Het is zo stil. Of misschien was het helemaal niet stil, maar was er enkel een relatieve rust vergeleken met de chaos van toeters en geschreeuw die normaal plaatsvindt. Er zijn niet echt toeschouwers in de zin van mensen die ons komen aanmoedigen, maar meer in de letterlijke zin van mensen die naar ons kijken. Starend terwijl ze wachten tot ze eindelijk over kunnen steken en door kunnen gaan met de dagelijkse gang van zaken. Wat zullen ze wel niet van ons denken. “Hoeven zij niet te werken? Wat een luxe dat zij hun tijd kunnen verdoen met rennen van het ene naar het andere willekeurige punt. En waarom is dit belangrijk genoeg om de halve stad voor stil te leggen?”
Het is niet dat sporten een geheel onbekend begrip is in India. Ook in de oude Ayurvedische teksen wordt het belang van lichamelijke activiteit al genoemd. Correcte oefeningen zorgen volgens de Caraka Samhita bijvoorbeeld voor perspiratie, verhoogde respiratie en lichtheid van het lichaam. Sporten wordt echter afgeraden voor onder andere mensen die uitgemergeld zijn door een overdaad aan seksuele activiteit of gewichtheffen, mensen die per voet reizen of die in de ban zijn van angst, woede of rouw. De wonderlijke wereld van de Ayurveda blijft verbazen.

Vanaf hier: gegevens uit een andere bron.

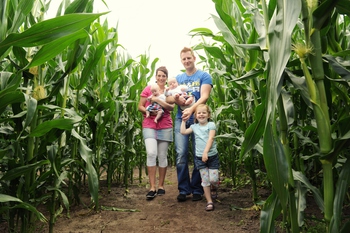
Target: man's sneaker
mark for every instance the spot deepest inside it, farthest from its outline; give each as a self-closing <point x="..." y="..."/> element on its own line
<point x="160" y="192"/>
<point x="181" y="197"/>
<point x="197" y="197"/>
<point x="151" y="194"/>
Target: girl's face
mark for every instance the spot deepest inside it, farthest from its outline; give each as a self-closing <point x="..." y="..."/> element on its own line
<point x="172" y="83"/>
<point x="202" y="115"/>
<point x="161" y="78"/>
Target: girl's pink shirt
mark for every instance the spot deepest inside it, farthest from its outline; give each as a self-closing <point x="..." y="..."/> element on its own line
<point x="164" y="122"/>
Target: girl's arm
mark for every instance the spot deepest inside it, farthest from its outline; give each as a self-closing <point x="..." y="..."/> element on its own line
<point x="209" y="143"/>
<point x="183" y="129"/>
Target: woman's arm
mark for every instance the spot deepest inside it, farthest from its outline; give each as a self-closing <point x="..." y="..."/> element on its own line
<point x="163" y="103"/>
<point x="142" y="103"/>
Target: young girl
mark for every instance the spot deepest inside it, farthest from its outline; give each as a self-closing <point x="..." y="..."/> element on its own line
<point x="207" y="158"/>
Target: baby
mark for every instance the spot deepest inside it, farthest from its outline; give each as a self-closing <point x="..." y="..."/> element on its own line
<point x="175" y="90"/>
<point x="155" y="106"/>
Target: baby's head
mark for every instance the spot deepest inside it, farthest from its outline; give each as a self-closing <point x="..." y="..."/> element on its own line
<point x="172" y="83"/>
<point x="155" y="89"/>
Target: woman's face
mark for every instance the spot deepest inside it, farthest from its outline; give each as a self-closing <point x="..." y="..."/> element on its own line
<point x="161" y="78"/>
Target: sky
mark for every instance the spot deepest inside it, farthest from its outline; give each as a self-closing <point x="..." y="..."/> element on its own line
<point x="159" y="28"/>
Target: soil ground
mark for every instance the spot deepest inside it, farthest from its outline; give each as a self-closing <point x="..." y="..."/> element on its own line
<point x="131" y="212"/>
<point x="233" y="212"/>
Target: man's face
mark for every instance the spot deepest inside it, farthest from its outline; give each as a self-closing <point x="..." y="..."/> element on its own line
<point x="187" y="60"/>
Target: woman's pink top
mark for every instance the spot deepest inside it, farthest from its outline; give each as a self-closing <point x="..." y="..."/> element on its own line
<point x="164" y="122"/>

In deze teksten wordt zowaar ook al de link gelegd tussen sporten en obesitas. ‘Excessieve corpulentie’ zou namelijk veroorzaakt worden door, naast een tekort aan lichaamsbeweging, een overmatige inname van zwaar, zoet en ‘zalvende’ voeding, overdag slapen, gebrek aan mentale uitfagingen en ononderbroken vrolijkheid. Het is om verdrietig van te worden.

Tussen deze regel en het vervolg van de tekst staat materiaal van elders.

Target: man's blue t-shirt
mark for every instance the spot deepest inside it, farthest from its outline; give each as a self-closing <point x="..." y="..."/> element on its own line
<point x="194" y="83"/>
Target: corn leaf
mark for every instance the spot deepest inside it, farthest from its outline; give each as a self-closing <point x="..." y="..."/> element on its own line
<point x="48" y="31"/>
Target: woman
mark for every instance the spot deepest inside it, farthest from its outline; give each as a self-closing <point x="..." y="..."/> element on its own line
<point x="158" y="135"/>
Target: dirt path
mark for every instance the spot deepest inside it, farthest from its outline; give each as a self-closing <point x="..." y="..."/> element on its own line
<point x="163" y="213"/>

Weer genoeg van de Ayurveda, hoe kijkt men tegenwoordig in India naar sporten? Toevallig is dit jaar een onderzoek gepubliceerd waarbij gekeken is naar de patronen van lichamelijke activiteit en inactiviteit bij maar liefst 14227 respondenten uit alle windhoeken van India. Hieruit bleek dat 90% niet aan recreatieve lichaamsbeweging deed. Onder vrouwen en inwoners van landelijke gebieden was dit aantal zelfs nog hoger. Van de overige tien procent die wel voor de lol een rondje ging wandelen of naar de sportschool ging, deed dit gemiddeld minder dan 20 minuten per dag echt op een intensieve manier. Mensen in India die sporten zijn gemiddeld ouder, hoger opgeleid, hebben een hoger salaris en leven sowieso al gezonder door meer groente en fruit te even, vergeleken met niet-sporters. Over het algemeen is het trouwens zo dat als men überhaupt aan gemiddelde intensief tot vigoureuze lichaamsbeweging doet, dat op de werkvloer gebeurt. De werkvloer van bijvoorbeeld de 30 miljoen mensen die in de bouw werken of de 263 miljoen werkers in de landbouw dan.

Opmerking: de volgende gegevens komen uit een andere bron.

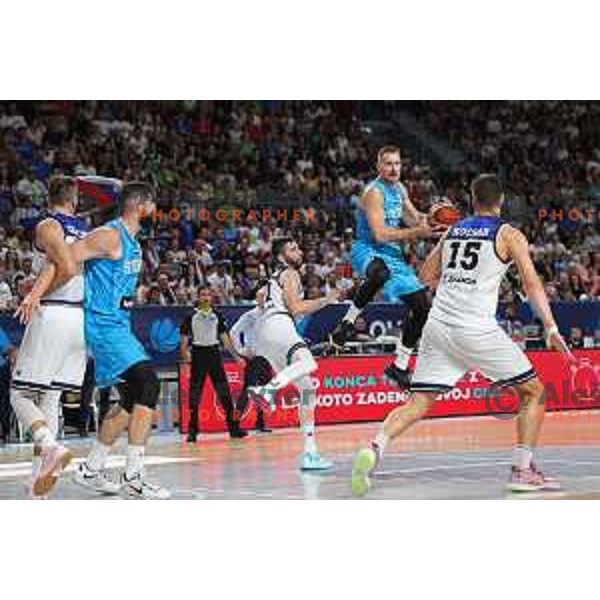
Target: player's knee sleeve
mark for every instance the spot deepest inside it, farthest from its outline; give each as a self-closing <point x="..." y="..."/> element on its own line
<point x="416" y="317"/>
<point x="376" y="277"/>
<point x="24" y="405"/>
<point x="49" y="404"/>
<point x="142" y="387"/>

Ik laat de gedachten over de beschuldigende blikken gauw gaan, en geniet weer van het lopen. Het voelt deels aan als elke andere hardloopwedstrijd, maar vergeten dat ik in India ben doe ik niet. Een dakloze man geeft over als ik voorbij loop, straathonden liggen in de stralen van de opkomende zon op te warmen, koeien kijken ons verveeld aan. Er zijn echter ook momenten die de loop mooi en gezellig maken. Er worden bloemblaadjes over me heen gegooid, een drumband speelt opzwepende ritmes, een enkeling hier en daar moedigt ons aan.
Om weer over mannen te beginnen, ik zie niets anders meer. Ongeveer elke twee kilometer kom ik één uitgeputte vrouw tegen en dat is het. In de tegengestelde richting op de weg zie ik wel de professionele marathonlopers voorbij zoeven. Onbewust ga ik hier zelf ook wat harder rennen.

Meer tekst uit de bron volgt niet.